Meralco Also Adjusting Power Charges

Manila Bulletin
By MYRNA M. VELASCO
March 31, 2012, 4:07am


Manila, Philippines - Apart from the nationwide increases in the generation charges of the National Power Corporation (NPC), power utility firm Manila Electric Company (Meralco) announced that it will also be increasing its charges by up to P0.0476 per kilowatt hour (kWh) for its local franchise tax recoveries.


The total franchise taxes to be recovered by Meralco from customers would be P1.58 billion, which it paid to various provinces and cities within its franchise area.


These include the provinces of Bulacan, Batangas, Cavite, Laguna and Rizal; while the cities are San Jose del Monte, Batangas, San Pablo, Tagaytay, Lucena, Mandaluyong, Marikina, Quezon, Caloocan, Pasay, Las PiƱas, Manila, Calamba and Pasig.


Based on the ruling of the Energy Regulatory Commission, the amount to be recouped by Meralco will range from P0.0007 to P0.0476 per kWh.


"This recovery, which covers the years 1994-2004, will only be reflected in the customers’ bills starting this May," the utility firm has noted in a press statement.


Meralco qualified that "the decision came after several years of regulatory evaluation and the conduct of hearings beginning December 10, 2001, when the company asked the regulator for authority to adopt a local franchise tax adjustment clause."


It added that "the decision covers local franchise tax payments by Meralco to LGUs from as early as 1993." The ERC has emphasized that local franchise taxes "are legitimate expenses, which the law allows to be recovered from the customers."


On the hike in NPC’s rates, Meralco underscored that the P0.69 per kWh for Luzon will be "diluted" in the final pass-on rate to its customers.


"Meralco customers will not feel the full impact of the adjustment," Meralco utility economics head Lawrence Fernandez said.


He further explained that "the NPC increase will be diluted to only about P0.28 per kWh for Meralco residential customers" since the distribution utility sources just about 40-percent of its supply from NPC.


Fernandez similarly noted that when Meralco’s bilateral power supply contracts with the private generators will already be approved by the ERC, the pass-on impact of the NPC rate adjustments would be eased further.

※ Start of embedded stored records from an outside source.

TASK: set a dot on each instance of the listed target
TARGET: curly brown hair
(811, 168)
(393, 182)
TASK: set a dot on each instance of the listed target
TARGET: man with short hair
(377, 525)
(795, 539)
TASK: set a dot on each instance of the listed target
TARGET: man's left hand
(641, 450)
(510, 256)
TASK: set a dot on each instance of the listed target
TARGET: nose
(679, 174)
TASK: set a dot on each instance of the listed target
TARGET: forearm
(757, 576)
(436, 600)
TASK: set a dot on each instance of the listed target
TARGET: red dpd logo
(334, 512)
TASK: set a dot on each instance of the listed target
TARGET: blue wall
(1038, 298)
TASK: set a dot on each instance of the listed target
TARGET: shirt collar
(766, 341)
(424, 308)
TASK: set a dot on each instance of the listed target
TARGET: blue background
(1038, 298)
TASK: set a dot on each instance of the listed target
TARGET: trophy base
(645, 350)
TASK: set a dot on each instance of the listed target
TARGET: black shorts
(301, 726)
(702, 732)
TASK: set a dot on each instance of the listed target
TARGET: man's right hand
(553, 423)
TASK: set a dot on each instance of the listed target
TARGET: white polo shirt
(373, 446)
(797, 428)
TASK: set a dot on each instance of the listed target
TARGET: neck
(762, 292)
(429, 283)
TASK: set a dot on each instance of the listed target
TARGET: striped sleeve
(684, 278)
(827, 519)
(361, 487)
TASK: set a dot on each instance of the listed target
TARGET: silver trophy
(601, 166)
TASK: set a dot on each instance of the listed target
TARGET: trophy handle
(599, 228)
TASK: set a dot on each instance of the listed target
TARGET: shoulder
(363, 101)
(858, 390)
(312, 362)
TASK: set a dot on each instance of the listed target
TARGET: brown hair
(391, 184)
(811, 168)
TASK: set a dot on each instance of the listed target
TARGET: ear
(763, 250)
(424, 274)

"Until the new bilateral contracts are approved by the ERC, the TSCs (transition supply contracts) assigned to them were extended, so the ERC-approved NPC rate will apply in the meantime," Fernandez said.


The cost mitigating effect of the NPC adjustments, he expounded, is partly due to Meralco’s strategy of diversifying its power supply procurement.


"Meralco sources its power requirements from several generators, with NPC being one of them," Fernandez noted, adding that the company tries to "come up with strategies to obtain the right mix of power from these different sources that will result in the most reliable and reasonably-priced power for our customers."